Navigating the maze of new digital manufacturing technologies can be difficult. Which is right for your business? What makes work easier for your team? Your customers? What will fix your problem? What will give you headaches? How much automation do you really need? Who can help you sort it all out?
Single Source Technologies (SST) offers advice on how to best approach the newest manufacturing technologies. SST Vice President of Michigan Sales, Keith Kauzlarich, works in Auburn Hills, Michigan and closely watches the digital shift in manufacturing right now. His team of experts combine their knowledge of CNC machine tools, engineering services, and the latest technologies in the machine tool industry to help manufacturers become more competitive.
Kauzlarich says the industry is changing fast and companies are under a tremendous amount of pressure. Business leaders have to rethink strategies every day, a challenge for every entrepreneur, and one that he feels can only be addressed by smart investments in game-changing manufacturing technology.
He explains that there are rough headwinds in the machining industry; many companies are facing an aging and retiring workforce and it’s challenging to find good skilled labor to keep companies growing with a new generation. SST finds this as an opportunity for its team to consult and bring new technologies, with automation when applicable, so companies can be more productive and competitive with the same team of people.
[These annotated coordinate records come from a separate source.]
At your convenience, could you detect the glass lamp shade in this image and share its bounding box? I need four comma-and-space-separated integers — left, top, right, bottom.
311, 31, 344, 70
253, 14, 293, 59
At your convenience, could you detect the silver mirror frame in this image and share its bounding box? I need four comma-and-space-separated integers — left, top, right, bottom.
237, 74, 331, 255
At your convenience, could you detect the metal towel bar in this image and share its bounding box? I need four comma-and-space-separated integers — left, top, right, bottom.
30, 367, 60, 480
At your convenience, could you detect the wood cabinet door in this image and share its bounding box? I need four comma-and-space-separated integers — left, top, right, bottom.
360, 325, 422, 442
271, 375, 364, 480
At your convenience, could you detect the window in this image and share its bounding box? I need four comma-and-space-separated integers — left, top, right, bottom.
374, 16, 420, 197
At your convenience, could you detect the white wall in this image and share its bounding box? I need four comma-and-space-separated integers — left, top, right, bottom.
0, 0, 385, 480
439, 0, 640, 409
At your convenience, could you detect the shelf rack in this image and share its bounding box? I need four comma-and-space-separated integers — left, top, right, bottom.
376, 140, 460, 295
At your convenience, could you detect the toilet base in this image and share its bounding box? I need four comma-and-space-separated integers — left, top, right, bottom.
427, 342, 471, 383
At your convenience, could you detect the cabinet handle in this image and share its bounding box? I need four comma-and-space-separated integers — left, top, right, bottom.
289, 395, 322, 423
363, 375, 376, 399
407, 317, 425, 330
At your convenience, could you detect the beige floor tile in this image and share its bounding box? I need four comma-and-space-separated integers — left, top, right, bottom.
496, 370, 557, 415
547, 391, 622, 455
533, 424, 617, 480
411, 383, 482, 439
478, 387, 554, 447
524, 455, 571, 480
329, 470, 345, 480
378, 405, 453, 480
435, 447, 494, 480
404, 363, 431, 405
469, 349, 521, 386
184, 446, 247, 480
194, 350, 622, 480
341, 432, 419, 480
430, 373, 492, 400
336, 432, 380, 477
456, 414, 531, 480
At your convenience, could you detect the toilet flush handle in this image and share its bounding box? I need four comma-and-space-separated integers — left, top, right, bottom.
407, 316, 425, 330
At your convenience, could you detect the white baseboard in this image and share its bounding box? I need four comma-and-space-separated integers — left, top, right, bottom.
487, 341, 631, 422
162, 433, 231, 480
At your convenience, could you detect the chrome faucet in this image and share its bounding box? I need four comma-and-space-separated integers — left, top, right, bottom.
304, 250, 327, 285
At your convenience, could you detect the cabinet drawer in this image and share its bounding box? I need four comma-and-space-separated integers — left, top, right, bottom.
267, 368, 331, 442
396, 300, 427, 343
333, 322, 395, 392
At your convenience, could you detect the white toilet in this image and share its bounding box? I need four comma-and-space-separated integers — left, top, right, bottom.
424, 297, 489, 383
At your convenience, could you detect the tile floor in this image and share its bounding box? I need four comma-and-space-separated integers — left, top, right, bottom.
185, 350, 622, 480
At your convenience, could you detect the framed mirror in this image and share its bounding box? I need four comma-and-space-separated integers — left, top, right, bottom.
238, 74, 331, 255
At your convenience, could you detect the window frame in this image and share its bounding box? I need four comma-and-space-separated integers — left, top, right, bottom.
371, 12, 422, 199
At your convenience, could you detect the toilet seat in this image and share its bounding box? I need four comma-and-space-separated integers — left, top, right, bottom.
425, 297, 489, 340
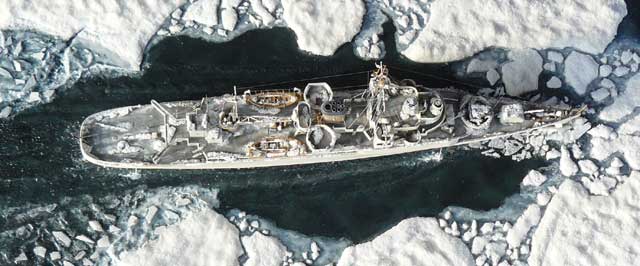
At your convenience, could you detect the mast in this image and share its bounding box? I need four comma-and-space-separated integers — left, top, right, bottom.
365, 63, 390, 129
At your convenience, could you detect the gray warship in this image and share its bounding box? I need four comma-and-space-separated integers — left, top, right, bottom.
79, 64, 584, 169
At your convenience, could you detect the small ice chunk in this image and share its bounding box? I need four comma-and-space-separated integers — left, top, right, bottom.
600, 65, 613, 78
241, 233, 287, 266
536, 191, 551, 206
609, 157, 624, 168
522, 170, 547, 187
109, 225, 122, 234
96, 236, 111, 248
442, 211, 452, 221
564, 51, 599, 95
169, 24, 184, 34
547, 76, 562, 89
51, 231, 71, 247
89, 220, 104, 232
613, 66, 631, 77
467, 58, 498, 74
600, 78, 616, 89
311, 241, 321, 260
486, 68, 500, 86
171, 8, 182, 19
13, 252, 29, 263
471, 236, 489, 255
620, 50, 633, 65
0, 106, 12, 118
49, 251, 62, 261
502, 49, 542, 96
220, 7, 238, 31
13, 60, 22, 72
560, 145, 578, 176
480, 223, 495, 235
547, 51, 564, 64
33, 246, 47, 258
127, 215, 138, 227
250, 220, 260, 228
587, 124, 617, 139
578, 159, 598, 175
506, 204, 541, 248
144, 206, 158, 224
542, 62, 556, 72
485, 242, 507, 265
591, 88, 611, 102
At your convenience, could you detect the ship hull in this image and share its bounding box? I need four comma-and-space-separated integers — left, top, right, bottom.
80, 105, 581, 170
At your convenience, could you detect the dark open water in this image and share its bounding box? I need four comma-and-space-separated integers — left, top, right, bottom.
0, 20, 568, 245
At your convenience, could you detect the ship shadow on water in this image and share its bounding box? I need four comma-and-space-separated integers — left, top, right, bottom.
0, 23, 543, 242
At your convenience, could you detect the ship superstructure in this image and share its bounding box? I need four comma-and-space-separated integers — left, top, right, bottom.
80, 65, 583, 169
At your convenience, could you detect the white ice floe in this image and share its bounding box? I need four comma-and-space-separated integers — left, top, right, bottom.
528, 172, 640, 266
338, 218, 474, 266
250, 0, 276, 26
182, 0, 220, 26
590, 88, 611, 102
587, 124, 618, 139
613, 66, 631, 77
241, 232, 287, 266
578, 159, 598, 175
547, 76, 562, 89
0, 0, 187, 70
33, 246, 47, 258
618, 115, 640, 135
590, 134, 640, 170
486, 68, 500, 86
560, 146, 578, 176
564, 51, 599, 95
402, 0, 627, 62
51, 231, 71, 247
522, 170, 547, 187
506, 204, 541, 248
118, 209, 243, 266
598, 74, 640, 122
502, 49, 542, 96
282, 0, 365, 55
599, 65, 613, 78
467, 58, 498, 74
547, 51, 564, 64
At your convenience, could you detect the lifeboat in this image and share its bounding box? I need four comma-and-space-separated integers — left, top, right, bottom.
244, 90, 302, 109
247, 137, 305, 158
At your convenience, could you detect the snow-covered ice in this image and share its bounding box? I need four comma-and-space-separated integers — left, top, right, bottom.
502, 49, 542, 96
338, 218, 474, 266
598, 74, 640, 122
506, 204, 542, 248
118, 209, 243, 266
547, 51, 564, 64
528, 172, 640, 266
547, 76, 562, 89
242, 232, 287, 266
560, 146, 578, 176
402, 0, 627, 62
599, 65, 613, 78
522, 170, 547, 187
564, 51, 599, 95
182, 0, 220, 26
282, 0, 365, 55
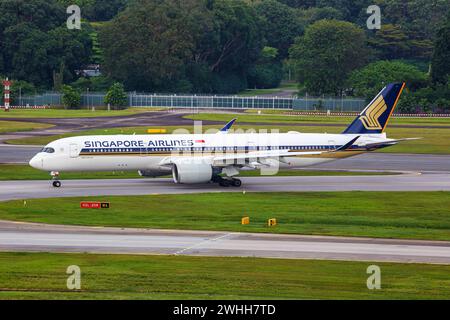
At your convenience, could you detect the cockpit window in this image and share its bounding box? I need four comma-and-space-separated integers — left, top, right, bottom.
41, 148, 55, 153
SST is keen to bring its clients into the process of improving a workplace, which is why it focuses on educating customers. Kauzlarich feels that many manufacturers sell a machine and assume that a customer’s knowledge is sufficient, whereas SST customers can find out more about how to get the best performance of a machine tool and what new technologies to apply. SST is creating new digital tools to help educate customers. Transforming SST’s approach to the market is just as important to Kauzlarich.
He adds that customers are often encouraged to incorporate analytics into their process for manufacturing. New technology gives a real-time tool for understanding machine spindle utilization and the customer’s potential causes of inefficiencies. SST frequently holds multi-day classes to inform users about high-performance machines and the ins and outs of how one works, which in turn helps customers optimize processes and better understand equipment and new digital technologies.
Kauzlarich touts Makino’s new digital technology, MHmax, as an effective tool for promoting health and predicting failure in machine tools. Using a series of sensors, MHmax can help to avoid unplanned downtime while analyzing potential hardware problems. He emphasizes that Makino equipment is worth the investment when factoring in the hidden operating expenses and the twenty to thirty percent less tool life customers would get from the equipment of some other manufacturers.
Kauzlarich recalls that the company has always approached customers as consultants. This involves visiting companies and analyzing their business to assess what technologies and process strategies will help them in the long run. He adds that it’s “not just about responding to customers’ questions, but [also about] giving counsel and direction to reducing lead times and improving quality and costs.
“Our job,” Kauzlarich notes, “is to make sure [customers] are equipped in every area, from programming to the right holder, cutter, strategy they’re using in programming, [or] fixture concept [in order to] get the best performance out of that machine tool and the best tool life and lower their piece price cost.”
Another piece of technology that has grabbed much attention is Athena. Athena is a platform which allows voice control of machine tools. Unlike current offerings, Athena is designed specifically for manufacturers and can allow even an untrained operator to safely and efficiently operate a machine tool. Kauzlarich calls Athena a “game-changing technology,” and one that routinely awes customers, as it allows workers of any skill level to operate complex pieces of machinery by voice or bring important manufacturing information straight to the machine.
Kauzlarich is excited about the ways in which this technology will help companies address some of its workforce challenges. Athena can teach inexperienced individuals to understand and use machine tools better while increasing productivity in the workplace. Customers are keen to reduce lead times across the board, and SST will continue to look for new cutting-edge technologies that operators can use on a daily basis to improve that.
Kauzlarich summarizes three differences between SST and its competition. The company has had great success with employee retention, especially among those with a tremendous amount of industry knowledge. The caliber of its equipment is something which he calls a “foundational difference” of the company. The third factor is its consulting capabilities, as it is more about analyzing a customer’s process and suggesting the right technology and direction rather than selling a machine. The goal is always to provide the best solution for the lowest piece price cost.
Despite the slowdown in the automotive industry in Michigan, there is still a great deal of excitement, as far as Single Source Technologies is concerned. This “digital transformation” of its clients is what SST is after most of all, but Kauzlarich admits that it takes both good machines and good processes to make it work. At present, SST has more than one hundred automated cells in the state of Michigan and Windsor, Ontario alone, and it plans to keep building on that success.
With exciting new technologies at the forefront and a solid philosophy of experience and education as its guide, Single Source Technologies looks to be a commanding force in its industry for a long time to come.